Long Distance Drivers embarking on extended road trips could substantially erode your physique, especially in the lower back and arm areas. To prevent your body from aching due to hours of continuously driving in uncomfortable places, there are several exercises you can partake in to keep your arms, legs and mind sharp so you safely make it to your destination physically fit and without deep muscle aches.
Exercises below may be altered to suit your vehicle size, availability of equipment and other factors that could prohibit exercise while traversing down the road. Remember, if you’re renting a vehicle for the trip, wrecking isn’t exactly an option.

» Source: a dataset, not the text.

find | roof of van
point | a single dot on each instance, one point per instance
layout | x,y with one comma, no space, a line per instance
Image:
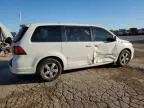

Not necessarily with 10 pound free weights, long distance drivers can keep their forearms strong by simply doing bicep curls with either small two pound weights or anything heavy laying in the car like a book or heavy electronic that fits in your hand. Simply pulling up the object slowly then back down in 10 repetition sets on each arm will prove to be a blood mover and will strengthen your forearms quickly.
If you can get your hands on reflexive balls that are squeezable in your hand, you could do small number of reps with each hand which will help relax the grip you’ve hand on your steering wheel. Along with balls, you can obtain an exercise hand grip for a more rigorous hand workout that will also focus on your forearms all good for long distance drivers.
3. Switch Postures
Many experienced long-distance drivers have a set means of driving which includes a specific posture. Try shifting your posture every 50 miles or so to make sure that your muscle groups aren’t straining from sitting or driving in one position. Strains from driving can cause permanent muscle damages; sitting upright for as long as you can will prevent your lower back from going out unexpectedly while driving. You may also consider switching your feet around, too, as repositioning your feet may help.
Many places where you can rent a car often give these exercise tips since, presumably, you’ll take extensive trips in their vehicles.
4. Take Stretch Breaks
No matter how much time you have left to arrive, drivers should always take a stretch break every 2-3 hours of constant driving. Even if you simply need to pull off onto the shoulder to fumble through your trunk, you need to take these stretch breaks to do twists, bends, circular motions with your arms or whatever you feel comfortable doing to loosen your muscle groups before forging down the road.
5. Move To Music
Put on the radio and groove to some dance tunes. Moving your head around, snapping fingers and anything you’d accomplish on the dance floor would suffice; this will keep your mind fresh and give your body some small exercises that will awaken muscle groups while getting the kinks out of your back and sides. Avoid classical music that historically is meant for relaxation because you want your blood moving, not relaxing.
Along with drinking fluids that aren’t meant to cleanse the bladder, you can incorporate any of the tips above into your long-distance driving routine for better muscle control, a great workout routine and more alert reflexes in times when people pull in front of you or accidents occur ahead of you.